It was 1 AM. The project manager sent three rapid-fire voice messages in the group: “Why did our demo smart Q&A answer ‘How are remaining annual leave days calculated?’ with a team-building notice? Is this project ever going live?” I stared at Grafana—the accuracy curve was unnervingly flat, stuck at 72% for an entire week. The product manager wanted employees to query internal policies in natural language. Instead, it felt like talking to a brand-new intern: you say A, it replies B, and sometimes you just have to guess.

The background was clear: we were building a private knowledge base Q&A for a 2,000-person company. All data lived in internal PDFs, Word documents, and Confluence pages. Public network access was forbidden, so we couldn’t just throw everything at a ChatGPT-like public API. We initially used Elasticsearch with inverted indexes and keyword matching—results were poor. Then we switched to vector search (Embedding + Faiss) and saw recall briefly climb to 70%, but it stopped there. In an enterprise context, 70% means one out of every three questions is wrong.
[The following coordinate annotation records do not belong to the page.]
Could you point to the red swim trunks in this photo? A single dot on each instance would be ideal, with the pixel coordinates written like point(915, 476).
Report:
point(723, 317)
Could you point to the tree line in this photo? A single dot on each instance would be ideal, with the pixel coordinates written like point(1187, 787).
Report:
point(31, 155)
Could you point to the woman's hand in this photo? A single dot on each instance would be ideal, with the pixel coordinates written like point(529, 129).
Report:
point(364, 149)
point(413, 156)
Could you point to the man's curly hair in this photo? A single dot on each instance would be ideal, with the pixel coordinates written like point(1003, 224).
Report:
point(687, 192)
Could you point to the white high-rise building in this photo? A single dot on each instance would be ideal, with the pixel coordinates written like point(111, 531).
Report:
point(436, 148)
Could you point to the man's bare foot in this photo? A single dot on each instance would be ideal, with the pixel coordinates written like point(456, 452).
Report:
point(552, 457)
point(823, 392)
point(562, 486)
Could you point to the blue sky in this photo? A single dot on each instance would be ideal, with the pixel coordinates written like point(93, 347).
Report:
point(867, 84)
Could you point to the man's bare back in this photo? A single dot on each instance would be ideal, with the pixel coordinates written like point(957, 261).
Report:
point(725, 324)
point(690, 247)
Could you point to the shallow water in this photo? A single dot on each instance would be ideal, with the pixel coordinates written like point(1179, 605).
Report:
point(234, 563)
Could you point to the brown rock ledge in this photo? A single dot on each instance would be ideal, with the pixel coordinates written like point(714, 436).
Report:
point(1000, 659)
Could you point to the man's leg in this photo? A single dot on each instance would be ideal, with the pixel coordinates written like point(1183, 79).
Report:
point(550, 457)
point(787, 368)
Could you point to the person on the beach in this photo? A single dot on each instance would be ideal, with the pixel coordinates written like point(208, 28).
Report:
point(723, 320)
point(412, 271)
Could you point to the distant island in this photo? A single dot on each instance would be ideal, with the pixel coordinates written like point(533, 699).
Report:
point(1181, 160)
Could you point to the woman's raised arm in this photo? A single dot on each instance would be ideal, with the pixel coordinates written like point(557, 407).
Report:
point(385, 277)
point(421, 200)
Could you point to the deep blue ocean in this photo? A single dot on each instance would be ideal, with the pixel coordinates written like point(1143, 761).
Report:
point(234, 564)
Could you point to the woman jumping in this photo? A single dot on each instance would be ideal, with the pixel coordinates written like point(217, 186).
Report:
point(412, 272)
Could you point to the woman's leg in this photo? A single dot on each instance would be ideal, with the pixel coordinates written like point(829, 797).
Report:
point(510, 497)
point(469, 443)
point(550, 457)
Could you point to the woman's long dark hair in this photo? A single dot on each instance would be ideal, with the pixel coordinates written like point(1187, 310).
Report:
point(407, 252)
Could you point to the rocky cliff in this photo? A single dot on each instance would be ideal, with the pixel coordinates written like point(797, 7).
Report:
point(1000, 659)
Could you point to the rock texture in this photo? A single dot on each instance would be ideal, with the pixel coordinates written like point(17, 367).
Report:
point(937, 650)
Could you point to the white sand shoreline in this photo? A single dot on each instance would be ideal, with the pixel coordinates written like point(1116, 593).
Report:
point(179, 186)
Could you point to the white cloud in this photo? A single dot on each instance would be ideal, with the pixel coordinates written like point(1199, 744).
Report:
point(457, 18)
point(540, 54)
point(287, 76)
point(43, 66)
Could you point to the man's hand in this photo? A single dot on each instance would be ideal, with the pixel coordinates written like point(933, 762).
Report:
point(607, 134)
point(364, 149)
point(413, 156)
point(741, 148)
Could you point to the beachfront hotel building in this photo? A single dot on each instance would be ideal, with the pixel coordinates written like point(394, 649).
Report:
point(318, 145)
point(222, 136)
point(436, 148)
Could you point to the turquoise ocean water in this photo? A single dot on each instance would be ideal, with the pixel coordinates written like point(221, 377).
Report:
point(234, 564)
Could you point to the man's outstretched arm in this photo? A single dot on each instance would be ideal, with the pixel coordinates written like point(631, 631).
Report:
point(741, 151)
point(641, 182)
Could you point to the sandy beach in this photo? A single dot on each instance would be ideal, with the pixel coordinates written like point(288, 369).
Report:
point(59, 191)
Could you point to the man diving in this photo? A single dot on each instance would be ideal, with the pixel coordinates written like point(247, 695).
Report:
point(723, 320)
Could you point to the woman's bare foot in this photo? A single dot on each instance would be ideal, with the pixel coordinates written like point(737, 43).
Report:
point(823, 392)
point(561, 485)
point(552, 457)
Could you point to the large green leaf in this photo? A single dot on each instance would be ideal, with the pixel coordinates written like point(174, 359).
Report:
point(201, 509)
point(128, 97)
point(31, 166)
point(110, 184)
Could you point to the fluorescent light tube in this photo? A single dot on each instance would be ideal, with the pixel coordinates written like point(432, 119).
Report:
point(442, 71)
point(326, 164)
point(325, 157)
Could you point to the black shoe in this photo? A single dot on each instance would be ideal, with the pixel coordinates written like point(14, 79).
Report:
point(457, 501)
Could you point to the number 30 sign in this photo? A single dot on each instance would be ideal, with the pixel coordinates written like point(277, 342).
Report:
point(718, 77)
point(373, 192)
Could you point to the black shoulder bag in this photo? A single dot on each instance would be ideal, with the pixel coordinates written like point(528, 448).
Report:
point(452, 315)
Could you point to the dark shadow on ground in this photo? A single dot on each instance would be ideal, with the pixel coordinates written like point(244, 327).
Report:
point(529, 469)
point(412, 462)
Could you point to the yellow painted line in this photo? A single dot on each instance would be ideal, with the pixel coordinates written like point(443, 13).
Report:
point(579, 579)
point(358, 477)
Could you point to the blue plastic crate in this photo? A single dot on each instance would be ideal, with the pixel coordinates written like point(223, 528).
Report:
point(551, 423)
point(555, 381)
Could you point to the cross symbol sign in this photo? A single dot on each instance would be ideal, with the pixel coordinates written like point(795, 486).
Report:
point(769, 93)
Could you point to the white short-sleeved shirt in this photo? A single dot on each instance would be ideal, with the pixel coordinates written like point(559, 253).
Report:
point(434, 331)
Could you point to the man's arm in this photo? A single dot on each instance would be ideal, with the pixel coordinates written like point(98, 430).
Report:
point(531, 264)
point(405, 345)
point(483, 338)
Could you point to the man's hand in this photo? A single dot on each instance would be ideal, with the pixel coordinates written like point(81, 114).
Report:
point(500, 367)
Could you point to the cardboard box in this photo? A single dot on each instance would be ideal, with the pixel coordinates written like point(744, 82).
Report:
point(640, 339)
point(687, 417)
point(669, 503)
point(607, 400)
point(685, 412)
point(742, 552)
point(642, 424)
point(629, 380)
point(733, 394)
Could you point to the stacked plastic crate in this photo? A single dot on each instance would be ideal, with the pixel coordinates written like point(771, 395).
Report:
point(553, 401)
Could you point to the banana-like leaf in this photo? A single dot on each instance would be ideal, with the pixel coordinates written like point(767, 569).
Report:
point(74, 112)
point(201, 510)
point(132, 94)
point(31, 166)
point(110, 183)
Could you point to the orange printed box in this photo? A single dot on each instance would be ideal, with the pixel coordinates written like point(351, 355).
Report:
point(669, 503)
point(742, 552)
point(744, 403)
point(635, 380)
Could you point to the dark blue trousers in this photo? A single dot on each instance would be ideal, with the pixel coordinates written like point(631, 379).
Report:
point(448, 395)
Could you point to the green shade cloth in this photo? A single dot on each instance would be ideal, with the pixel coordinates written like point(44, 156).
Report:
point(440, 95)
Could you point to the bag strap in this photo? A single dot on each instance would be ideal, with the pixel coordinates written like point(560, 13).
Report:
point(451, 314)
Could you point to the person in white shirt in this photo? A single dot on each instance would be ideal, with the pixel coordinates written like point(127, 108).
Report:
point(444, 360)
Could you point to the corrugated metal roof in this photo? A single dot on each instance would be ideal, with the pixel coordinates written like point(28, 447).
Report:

No one dares to use that.


1. Why the Conventional Approach Gets Stuck at 70%

Private knowledge base Q&A is fundamentally RAG (Retrieval-Augmented Generation): chunk documents, embed them into vectors, store them in a vector database; when a user asks, retrieve the most similar chunks, pack them into a prompt, and let the LLM generate the answer. The accuracy bottleneck is not the LLM’s generative ability—it’s that the retrieval phase already feeds irrelevant content to the model. Even the best model can’t conjure correct answers from thin air.

The typical approach hits three major pitfalls:

  1. One-size-fits-all chunking. Cutting rigidly at 500 characters might split “Annual leave calculation: employees with 1 year of service get 5 days, plus 1 extra day per additional year, up to 15 days” right in the middle. The first half gets retrieved, the second half falls into another chunk—the model never sees the complete rule.
  2. Relying solely on vector similarity. Embedding models are insensitive to numbers, abbreviations, and synonyms. “PTO” and “paid vacation” might not be close enough in vector space, causing key documents to be missed.
  3. No re-ranking. The top-K retrieved chunks often include noise—titles that are similar but content irrelevant. Feeding that noise directly to the LLM makes it fabricate hallucinated answers from the misleading context.

If you don’t fix these problems, swapping vector databases or tuning better LLMs is just fooling yourself. Here’s how I used LangChain + Milvus to push recall to 95% with just three core changes.


2. Why LangChain + Milvus (Instead of Faiss/Pinecone/Elasticsearch)

  • Vector database: Milvus. Faiss is essentially a single-machine index library—no persistence or distributed capabilities; once data grows you have to shard manually. Pinecone and Weaviate offer great cloud services, but our client’s compliance rules mandate everything stays on‑prem. Milvus supports one‑click private deployment via Docker Compose and easily scales to billions of vectors. For enterprises this is a hard requirement.
  • Orchestration layer: LangChain. Not because it’s trendy, but because its Document Loaders, Text Splitters, Retrievers, and Chain abstractions let me quickly combine hybrid search + re‑ranking without writing piles of boilerplate code. The official Milvus integration also saves time compared to hand‑rolling gRPC calls.
  • Hybrid search + re‑ranking. Pure vector retrieval misses too many hits in terminology‑dense documents. I chose to fuse vector similarity + BM25 keyword scoring, then apply a Cross‑Encoder Reranker on the merged candidate set to surface the 3–5 most relevant chunks for the LLM.

3. Core Implementation

The code below demonstrates the three key changes, with all imports included so you can adapt your own knowledge base project right away.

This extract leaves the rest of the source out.